International EVCA Releases 1999 Figures –

The European Venture Capital Association (EVCA) released the 1999 European private equity survey, compiled in conjunction with Pricewaterhouse Coopers, at its annual symposium that was held two weeks ago in Paris.

With 1999 seeing total funds raised of EURO25.4 billion, up 25% on 1998s EURO20.3 billion figure, and total investment the really telling figure at EURO25.1 billion, up a staggering 74% on 1998’s EURO14.5 billion, it was not surprising that an estimated 700 guests attended the event.

The 74% investment increase was, as it to be expected, fueled by the increase in the number of management buyouts. These deals accounted for 53% of the total investment figure and EURO13.3 billion in actual terms.

In all, 11,253 investments that were made in 1999 by members represented in 17 European countries, this was a 47% increase on the previous year’s figure. With this went an average deal size increase from EURO1.9 million to EURO2.2 million.

The survey’s look at fund raising highlighted the increased interest in anything technology among Europe’s venture capitalists, while the amount of funds raised for non-high tech investment proved similar to those seen in previous years. Fund raising for technology investment at early stage jumped by almost 300% to $5.1 billion and for expansion and development stages it increased in excess of 100%, to EURO3.4 billion.

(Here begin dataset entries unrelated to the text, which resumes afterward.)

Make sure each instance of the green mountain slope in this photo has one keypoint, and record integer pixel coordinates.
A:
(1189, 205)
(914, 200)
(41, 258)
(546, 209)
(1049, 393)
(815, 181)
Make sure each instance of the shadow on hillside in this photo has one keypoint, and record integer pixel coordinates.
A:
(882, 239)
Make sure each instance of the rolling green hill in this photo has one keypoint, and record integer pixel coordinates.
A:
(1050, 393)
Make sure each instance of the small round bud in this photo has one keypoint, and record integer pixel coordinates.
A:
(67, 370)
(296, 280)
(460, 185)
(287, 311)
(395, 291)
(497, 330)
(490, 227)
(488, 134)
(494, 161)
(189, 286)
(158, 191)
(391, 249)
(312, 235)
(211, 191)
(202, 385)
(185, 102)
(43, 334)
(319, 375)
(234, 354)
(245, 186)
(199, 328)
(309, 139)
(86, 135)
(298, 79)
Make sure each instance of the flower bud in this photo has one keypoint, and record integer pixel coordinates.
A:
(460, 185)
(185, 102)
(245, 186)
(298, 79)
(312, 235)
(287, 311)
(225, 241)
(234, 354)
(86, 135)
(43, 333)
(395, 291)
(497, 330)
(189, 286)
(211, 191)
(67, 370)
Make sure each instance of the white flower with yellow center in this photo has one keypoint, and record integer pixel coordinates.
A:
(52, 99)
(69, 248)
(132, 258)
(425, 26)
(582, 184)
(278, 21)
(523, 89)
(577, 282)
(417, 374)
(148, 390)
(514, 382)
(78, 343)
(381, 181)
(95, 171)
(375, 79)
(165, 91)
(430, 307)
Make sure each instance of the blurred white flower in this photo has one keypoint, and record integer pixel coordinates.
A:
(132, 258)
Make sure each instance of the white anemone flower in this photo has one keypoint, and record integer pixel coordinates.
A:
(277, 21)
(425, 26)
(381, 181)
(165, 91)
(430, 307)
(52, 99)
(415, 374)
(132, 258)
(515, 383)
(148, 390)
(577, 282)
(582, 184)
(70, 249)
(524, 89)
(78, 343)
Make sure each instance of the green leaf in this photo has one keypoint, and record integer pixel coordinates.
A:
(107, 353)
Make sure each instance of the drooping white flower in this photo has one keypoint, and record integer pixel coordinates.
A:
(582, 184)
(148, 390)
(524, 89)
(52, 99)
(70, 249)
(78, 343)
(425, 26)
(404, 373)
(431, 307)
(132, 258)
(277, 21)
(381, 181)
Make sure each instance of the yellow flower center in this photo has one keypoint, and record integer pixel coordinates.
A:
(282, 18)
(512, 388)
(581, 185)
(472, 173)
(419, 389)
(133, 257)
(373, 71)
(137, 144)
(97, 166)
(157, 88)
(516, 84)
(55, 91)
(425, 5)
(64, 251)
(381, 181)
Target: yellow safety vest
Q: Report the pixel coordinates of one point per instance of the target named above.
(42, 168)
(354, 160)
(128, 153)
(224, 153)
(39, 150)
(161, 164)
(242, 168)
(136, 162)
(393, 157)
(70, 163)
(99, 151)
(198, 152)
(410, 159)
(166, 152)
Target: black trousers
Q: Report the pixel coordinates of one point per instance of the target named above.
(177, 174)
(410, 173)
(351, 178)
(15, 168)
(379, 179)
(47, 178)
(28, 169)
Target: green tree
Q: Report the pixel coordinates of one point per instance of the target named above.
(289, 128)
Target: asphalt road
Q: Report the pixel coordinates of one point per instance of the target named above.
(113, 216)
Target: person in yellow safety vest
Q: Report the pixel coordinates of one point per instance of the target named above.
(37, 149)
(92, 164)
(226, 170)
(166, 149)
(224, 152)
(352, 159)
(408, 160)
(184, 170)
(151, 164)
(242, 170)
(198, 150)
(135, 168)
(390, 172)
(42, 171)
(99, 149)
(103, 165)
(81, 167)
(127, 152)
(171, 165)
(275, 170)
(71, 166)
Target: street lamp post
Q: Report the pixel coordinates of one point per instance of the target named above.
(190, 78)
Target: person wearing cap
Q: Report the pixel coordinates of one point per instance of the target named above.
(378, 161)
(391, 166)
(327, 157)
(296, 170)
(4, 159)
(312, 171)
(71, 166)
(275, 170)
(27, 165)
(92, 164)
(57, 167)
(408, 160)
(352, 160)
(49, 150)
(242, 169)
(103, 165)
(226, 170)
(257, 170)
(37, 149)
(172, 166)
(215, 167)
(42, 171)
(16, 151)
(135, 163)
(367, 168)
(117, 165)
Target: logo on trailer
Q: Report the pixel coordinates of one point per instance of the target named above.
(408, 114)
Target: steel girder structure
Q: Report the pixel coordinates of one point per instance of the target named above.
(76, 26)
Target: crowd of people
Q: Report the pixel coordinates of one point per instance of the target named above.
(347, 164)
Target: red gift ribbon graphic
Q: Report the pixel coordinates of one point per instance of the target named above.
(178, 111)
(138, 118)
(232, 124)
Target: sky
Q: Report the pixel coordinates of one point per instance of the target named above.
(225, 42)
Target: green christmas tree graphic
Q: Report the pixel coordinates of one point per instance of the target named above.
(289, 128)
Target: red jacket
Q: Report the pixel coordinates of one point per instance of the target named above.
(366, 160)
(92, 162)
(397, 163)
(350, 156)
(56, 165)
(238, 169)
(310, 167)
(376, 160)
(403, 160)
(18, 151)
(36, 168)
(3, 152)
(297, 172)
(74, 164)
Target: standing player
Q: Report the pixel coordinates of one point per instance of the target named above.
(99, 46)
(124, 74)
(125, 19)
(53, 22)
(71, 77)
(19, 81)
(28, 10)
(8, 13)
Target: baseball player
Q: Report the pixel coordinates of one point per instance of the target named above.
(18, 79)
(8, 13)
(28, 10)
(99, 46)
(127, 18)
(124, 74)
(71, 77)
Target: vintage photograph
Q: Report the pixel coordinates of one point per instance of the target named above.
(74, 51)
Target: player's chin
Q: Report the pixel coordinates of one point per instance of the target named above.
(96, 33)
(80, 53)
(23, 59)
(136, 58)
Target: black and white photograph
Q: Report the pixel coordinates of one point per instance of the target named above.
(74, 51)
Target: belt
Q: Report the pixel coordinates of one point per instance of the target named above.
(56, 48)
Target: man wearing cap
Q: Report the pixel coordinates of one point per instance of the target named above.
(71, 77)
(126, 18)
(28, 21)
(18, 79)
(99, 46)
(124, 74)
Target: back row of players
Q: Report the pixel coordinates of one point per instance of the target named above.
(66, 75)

The U.K. continues to account for the largest portion of European investment with 46% market share and E11.5 billion in actual terms. Germany took 13% with EURO3.2 billion and France 11% with EURO2.8 billion. Germany, where early stage venture capital has been boosted by a number of soft money schemes, allocated 32% of its total investment to seed capital and start-ups. This was the highest figure in Europe. The Germans were followed by the Netherlands (20%), France (18.4%), Sweden (19%), and Italy (8.3%).

Until this year EVCA has released the European Private Equity Survey only on an annual basis. At the end of this year half-year figures for January to June 2000 will be released. Anecdotal evidence is that fund raising is still going well both for established players and those with a new story to tell. Typical investment size as well as number of investments are likely to be the interesting statistics towards the end of this year as will fund performance data.